The way `find_integers_with_sums()` recurses to find its solution means that it’s calling itself in a nested way to solve smaller and smaller versions of the problem.

This means that inner-most, smallest versions of the problem are solved mutiple times, but are always producing the same result.

This function will benefit from cacheing those inner results.

## Memoisation

To memoise this function, I will be using the `memoise` package.

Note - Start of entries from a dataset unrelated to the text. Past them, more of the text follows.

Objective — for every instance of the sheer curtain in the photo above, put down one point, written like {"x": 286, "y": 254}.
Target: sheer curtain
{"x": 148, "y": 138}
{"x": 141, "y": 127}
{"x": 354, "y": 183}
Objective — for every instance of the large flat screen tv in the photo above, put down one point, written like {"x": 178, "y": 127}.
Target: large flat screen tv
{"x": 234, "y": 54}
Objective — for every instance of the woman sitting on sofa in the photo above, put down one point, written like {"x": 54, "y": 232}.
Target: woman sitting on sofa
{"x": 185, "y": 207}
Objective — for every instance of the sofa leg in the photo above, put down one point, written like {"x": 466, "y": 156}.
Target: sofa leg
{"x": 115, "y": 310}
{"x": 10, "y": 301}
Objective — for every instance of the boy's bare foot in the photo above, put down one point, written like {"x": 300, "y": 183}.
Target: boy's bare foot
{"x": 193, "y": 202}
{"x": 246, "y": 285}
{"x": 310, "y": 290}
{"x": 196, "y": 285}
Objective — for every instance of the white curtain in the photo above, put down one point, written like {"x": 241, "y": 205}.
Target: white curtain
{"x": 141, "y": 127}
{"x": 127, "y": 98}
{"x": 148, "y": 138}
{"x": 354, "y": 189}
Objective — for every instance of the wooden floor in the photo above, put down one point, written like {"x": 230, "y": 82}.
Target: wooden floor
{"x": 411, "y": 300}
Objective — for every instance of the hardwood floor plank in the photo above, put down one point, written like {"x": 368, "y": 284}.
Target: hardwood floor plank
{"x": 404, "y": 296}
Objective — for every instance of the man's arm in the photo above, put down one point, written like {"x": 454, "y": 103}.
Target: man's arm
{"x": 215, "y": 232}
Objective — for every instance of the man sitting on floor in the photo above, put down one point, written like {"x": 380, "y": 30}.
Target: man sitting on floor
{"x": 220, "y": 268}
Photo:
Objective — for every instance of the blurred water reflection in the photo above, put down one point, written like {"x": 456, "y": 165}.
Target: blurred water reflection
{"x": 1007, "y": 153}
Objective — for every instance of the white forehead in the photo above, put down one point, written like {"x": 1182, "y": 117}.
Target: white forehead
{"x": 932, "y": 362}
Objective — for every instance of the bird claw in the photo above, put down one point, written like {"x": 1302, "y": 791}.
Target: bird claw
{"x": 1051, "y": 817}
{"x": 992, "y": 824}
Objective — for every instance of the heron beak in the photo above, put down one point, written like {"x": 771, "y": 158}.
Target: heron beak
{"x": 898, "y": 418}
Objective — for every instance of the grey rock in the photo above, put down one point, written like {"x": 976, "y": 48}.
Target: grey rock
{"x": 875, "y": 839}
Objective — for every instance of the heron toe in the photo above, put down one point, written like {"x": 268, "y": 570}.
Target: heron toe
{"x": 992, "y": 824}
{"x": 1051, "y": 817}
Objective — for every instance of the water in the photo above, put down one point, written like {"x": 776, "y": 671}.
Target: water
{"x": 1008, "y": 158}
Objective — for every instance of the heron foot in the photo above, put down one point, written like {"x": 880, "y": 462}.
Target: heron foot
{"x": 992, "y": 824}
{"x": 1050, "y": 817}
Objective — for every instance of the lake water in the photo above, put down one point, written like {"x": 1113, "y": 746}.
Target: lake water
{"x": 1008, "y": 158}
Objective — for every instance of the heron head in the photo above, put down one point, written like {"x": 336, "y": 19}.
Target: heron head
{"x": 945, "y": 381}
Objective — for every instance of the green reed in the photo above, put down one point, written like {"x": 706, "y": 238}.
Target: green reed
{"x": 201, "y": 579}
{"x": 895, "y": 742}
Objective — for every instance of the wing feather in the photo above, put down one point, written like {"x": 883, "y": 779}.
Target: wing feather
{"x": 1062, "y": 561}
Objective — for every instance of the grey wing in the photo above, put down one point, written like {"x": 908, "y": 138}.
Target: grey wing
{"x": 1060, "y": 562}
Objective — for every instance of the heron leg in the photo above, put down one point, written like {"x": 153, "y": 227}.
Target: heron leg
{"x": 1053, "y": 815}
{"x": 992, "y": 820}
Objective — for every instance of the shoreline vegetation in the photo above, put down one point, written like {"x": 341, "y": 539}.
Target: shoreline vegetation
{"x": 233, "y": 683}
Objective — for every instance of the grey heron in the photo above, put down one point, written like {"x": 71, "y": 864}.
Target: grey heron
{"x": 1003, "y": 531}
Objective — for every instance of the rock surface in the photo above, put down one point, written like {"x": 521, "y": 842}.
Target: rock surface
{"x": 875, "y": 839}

I will consider three possible backends:

1. In-memory
2. Filesystem in RAM disk (on OSX)
• diskutil erasevolume HFS+ ‘ramdisk’ `hdiutil attach -nomount ram://1165430`
3. Filesystem on SSD

I will be using `find_integers_with_sum(30, 10)` as my test case.

### No cache

``````# Before doing anything else, I'm keeping a copy of the original un-cached function
find_integers_with_sum_ <- find_integers_with_sum

# run without memoisation
system.time({find_integers_with_sum(30, 10)})
system.time({find_integers_with_sum(30, 10)})``````

### In-memory cache

``````find_integers_with_sum  <- memoise(find_integers_with_sum_, cache = cache_memory())
system.time({find_integers_with_sum(30, 10)})
system.time({find_integers_with_sum(30, 10)})``````

### Filesystem on Ram disk

``````path <- "/Volumes/ramdisk"
find_integers_with_sum  <- memoise::memoise(find_integers_with_sum_, cache=cache_filesystem(path))
system.time({find_integers_with_sum(30, 10)})
system.time({find_integers_with_sum(30, 10)})``````

### Filesystem on SSD

``````path <- tempdir()
find_integers_with_sum  <- memoise::memoise(find_integers_with_sum_, cache=cache_filesystem(path))
system.time({find_integers_with_sum(30, 10)})
system.time({find_integers_with_sum(30, 10)})``````

## Timing Summary

Table 1: Run times
cache first_run second_run
None 60.00 60.000
Memory 1.60 0.001
Ram disk 3.28 0.130
SSD 3.46 0.130

## Future

• Consider trying the following modifications to `memoise`
• Add compression option to the filesystem cache (and s3 and gcs caches)
• Revisit a way for caches to have limitations on the maximum size of a result which gets cached. I tried this in a recent post
• Investigate a multi-tiered cache with small results saved to ram and bigger results saved to the filesystem.